Booksellers should defend freedom of expression

As a former bookseller I have been disturbed that some booksellers (Paper Plus and the Warehouse) have been panicked by a Facebook campaign into refusing to stock Ian Wishart’s book Breaking Silence: the Kahui Case.

It sets a bad precedent for booksellers to ban from their shelves

other books on controversial topics

that upset a section of the community. Free speech means that we should be able to access and read all perspectives on an issue. I agree with Annette Sykes who says that all should be given the right to express a view no matter how disconcerting it may be, on even the most difficult or abhorrent of issues. And to me the free speech principle applies whether or not the author or publisher is making a lot of money or no money out of the book.

It is true that booksellers have the right to choose what books they stock. When I was manager of Auckland’s One World Books in the 1990s I mainly chose progressive books on social and environmental issues. But I also stocked books by ACT politician leader Richard Prebble, because his views were part of the left/right debate at the time. However, there is a fundamental difference between not stocking a book and actually banning it and refusing to fulfill orders for it because of public pressure – particularly in the case of a general bookstore that might be the only outlet in a town.

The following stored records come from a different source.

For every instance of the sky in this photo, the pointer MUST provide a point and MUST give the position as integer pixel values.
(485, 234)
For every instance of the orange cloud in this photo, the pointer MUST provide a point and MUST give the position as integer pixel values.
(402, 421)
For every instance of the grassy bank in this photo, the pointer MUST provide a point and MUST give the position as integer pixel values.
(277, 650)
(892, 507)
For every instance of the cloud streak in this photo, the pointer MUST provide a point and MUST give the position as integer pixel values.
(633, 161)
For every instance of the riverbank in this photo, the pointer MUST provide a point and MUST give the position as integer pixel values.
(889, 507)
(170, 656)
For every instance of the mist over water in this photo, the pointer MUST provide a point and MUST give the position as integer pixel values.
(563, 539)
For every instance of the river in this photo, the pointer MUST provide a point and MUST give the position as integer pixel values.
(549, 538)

Implicit in free speech is the idea that the community benefits from an untrammelled exchange of views and that every participant might have something to add to our enlightenment. Without even knowing what is in the book the boycotters are rejecting that possibility in the case of Breaking Silence.

There is an

insightful column by Tapu Misa

in this morning’s New Zealand Herald. She’s “inclined to the old-fashioned view that you need to read a book before you can decide if it’s rubbish. There’s a chance we might actually learn something, which I would have thought would be a good thing given our horrifying child abuse statistics.”